It is then pretty straightforward to diagonalize the system into normal modes and write (with $\hbar=1$)

$$H=\omega_-\left(a_-^\dagger a_-+\frac{1}{2}\right)+\omega_+\left(a_+^\dagger a_++\frac{1}{2}\right).$$

The expressions for the normal modes are ridiculously long and nasty so I won't bother writing them here. But the nice part is that $a_\pm$ commute, and therefore are easy to trace over independently. We then write down the partition function

$$Z=\mathrm{tr}\exp(-\beta H),$$

And in principle compute every expectation value imaginable using $Z$.

And so I did, and it worked out for a while. I then decided to compute moments. In particular, $\langle q_1^2\rangle$. My intuition then pointed me to

$$\frac{\partial Z}{\partial\omega_1},$$

Since $\omega_1$ shows up with $q_1^2$ in the Hamiltonian. But when I compute that, I don't get what I wanted.
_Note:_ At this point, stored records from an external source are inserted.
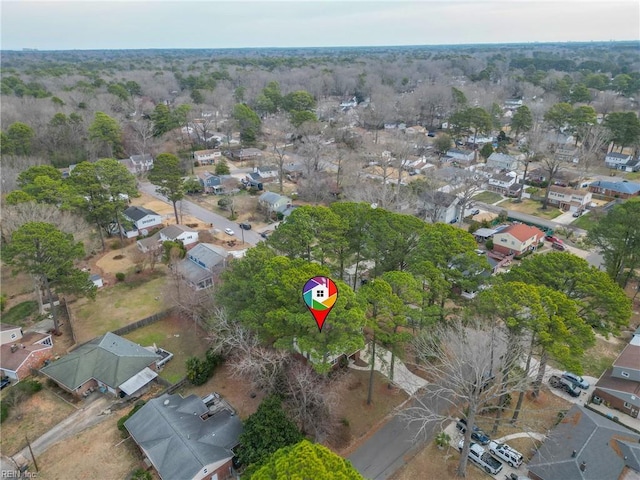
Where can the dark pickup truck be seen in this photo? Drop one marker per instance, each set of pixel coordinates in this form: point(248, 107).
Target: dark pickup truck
point(564, 384)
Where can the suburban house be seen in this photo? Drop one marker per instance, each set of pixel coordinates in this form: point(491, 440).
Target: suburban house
point(109, 363)
point(569, 199)
point(501, 161)
point(21, 352)
point(172, 233)
point(586, 445)
point(622, 189)
point(517, 239)
point(439, 207)
point(137, 164)
point(206, 157)
point(245, 154)
point(274, 203)
point(621, 161)
point(211, 183)
point(202, 263)
point(504, 184)
point(187, 438)
point(619, 386)
point(142, 219)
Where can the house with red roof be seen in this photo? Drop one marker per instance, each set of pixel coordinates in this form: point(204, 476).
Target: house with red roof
point(517, 239)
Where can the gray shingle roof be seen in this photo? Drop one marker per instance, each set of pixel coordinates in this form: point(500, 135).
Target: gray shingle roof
point(110, 359)
point(598, 443)
point(630, 188)
point(179, 443)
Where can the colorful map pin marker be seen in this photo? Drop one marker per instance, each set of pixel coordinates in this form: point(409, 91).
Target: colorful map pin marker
point(320, 294)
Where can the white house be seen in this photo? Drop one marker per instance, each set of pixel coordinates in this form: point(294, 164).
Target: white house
point(502, 161)
point(621, 161)
point(501, 183)
point(206, 157)
point(142, 219)
point(465, 156)
point(569, 199)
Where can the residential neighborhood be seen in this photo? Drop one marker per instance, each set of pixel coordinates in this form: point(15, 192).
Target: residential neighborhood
point(478, 212)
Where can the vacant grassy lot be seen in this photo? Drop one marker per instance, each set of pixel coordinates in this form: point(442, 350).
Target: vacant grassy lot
point(98, 452)
point(487, 197)
point(356, 417)
point(118, 305)
point(532, 208)
point(21, 314)
point(179, 336)
point(32, 417)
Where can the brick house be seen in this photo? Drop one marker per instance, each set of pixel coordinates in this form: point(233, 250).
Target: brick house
point(619, 386)
point(569, 199)
point(110, 363)
point(186, 438)
point(622, 189)
point(517, 239)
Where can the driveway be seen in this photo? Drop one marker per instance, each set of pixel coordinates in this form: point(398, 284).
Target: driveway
point(384, 452)
point(206, 216)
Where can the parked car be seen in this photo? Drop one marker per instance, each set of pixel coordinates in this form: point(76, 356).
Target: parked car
point(576, 380)
point(481, 458)
point(552, 239)
point(477, 434)
point(506, 453)
point(564, 384)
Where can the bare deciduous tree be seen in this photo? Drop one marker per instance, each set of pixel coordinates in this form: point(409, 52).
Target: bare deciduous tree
point(460, 361)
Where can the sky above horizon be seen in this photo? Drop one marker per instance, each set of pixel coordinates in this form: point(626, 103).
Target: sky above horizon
point(123, 24)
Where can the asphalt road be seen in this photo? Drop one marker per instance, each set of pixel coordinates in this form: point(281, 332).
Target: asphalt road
point(251, 237)
point(383, 453)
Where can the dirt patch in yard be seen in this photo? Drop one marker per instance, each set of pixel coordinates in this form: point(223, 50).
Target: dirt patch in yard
point(32, 418)
point(177, 335)
point(357, 419)
point(98, 452)
point(234, 390)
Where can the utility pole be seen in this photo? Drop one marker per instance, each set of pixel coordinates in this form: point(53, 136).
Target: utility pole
point(31, 452)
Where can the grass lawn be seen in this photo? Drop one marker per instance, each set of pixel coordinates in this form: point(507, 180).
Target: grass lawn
point(13, 285)
point(487, 197)
point(116, 306)
point(33, 417)
point(177, 335)
point(21, 313)
point(586, 221)
point(358, 418)
point(532, 208)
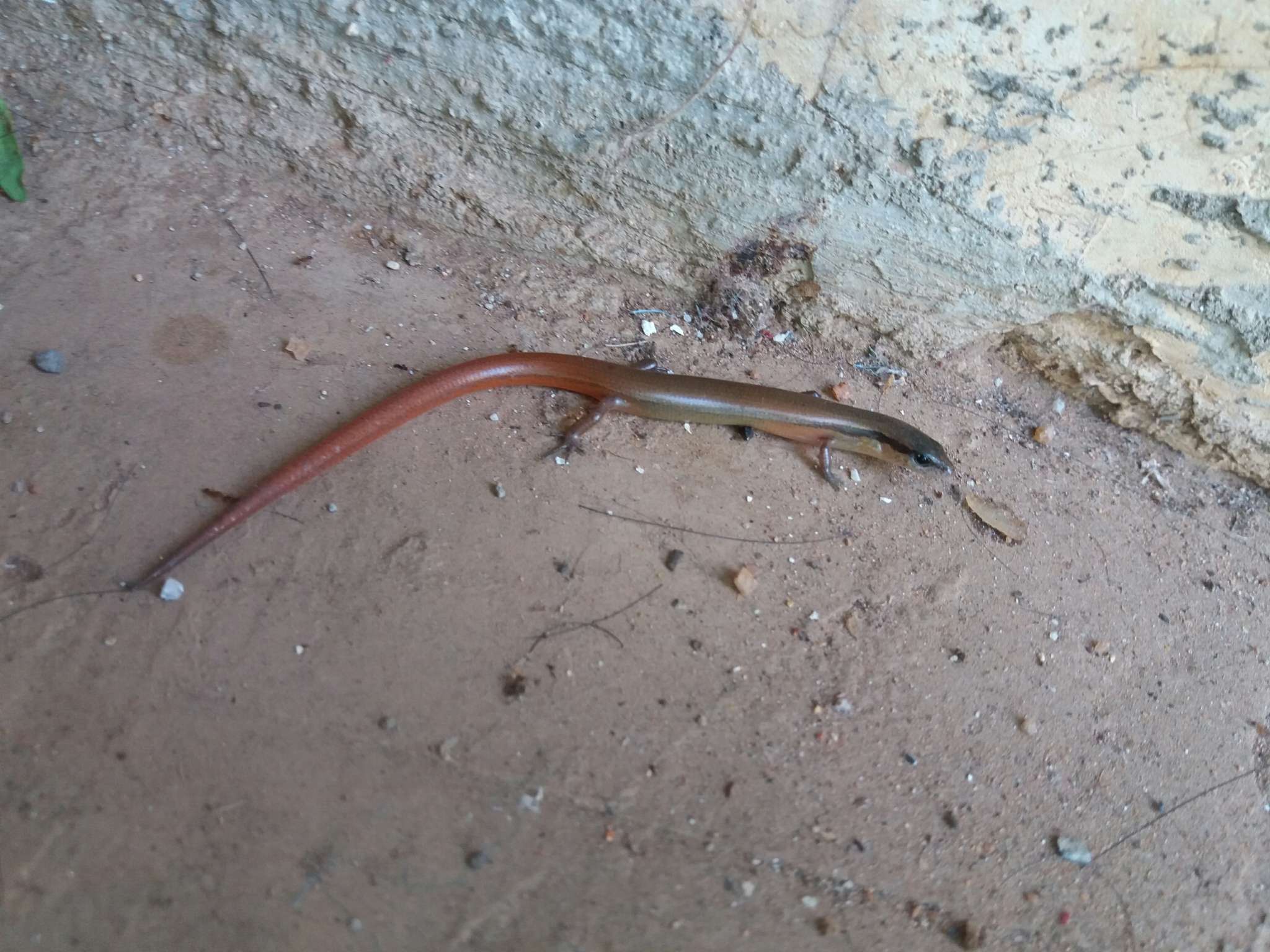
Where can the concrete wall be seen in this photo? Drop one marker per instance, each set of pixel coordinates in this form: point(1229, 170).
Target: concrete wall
point(1089, 182)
Instead, using some operator identities that I can elaborate on if necessary, I get

$$\frac{\partial Z}{\partial\omega_1}=-\beta\omega_1\mathrm{tr}\left(\left(q_1^2+i\frac{\beta}{2}(q_1p_1+p_1q_1)-\frac{\beta^2}{6}p_1^2\right)\exp(-\beta H)\right).$$

i.e. not $\langle q_1^2\rangle$. Can anyone help me extract this expectation value, and maybe other moments from this partition function?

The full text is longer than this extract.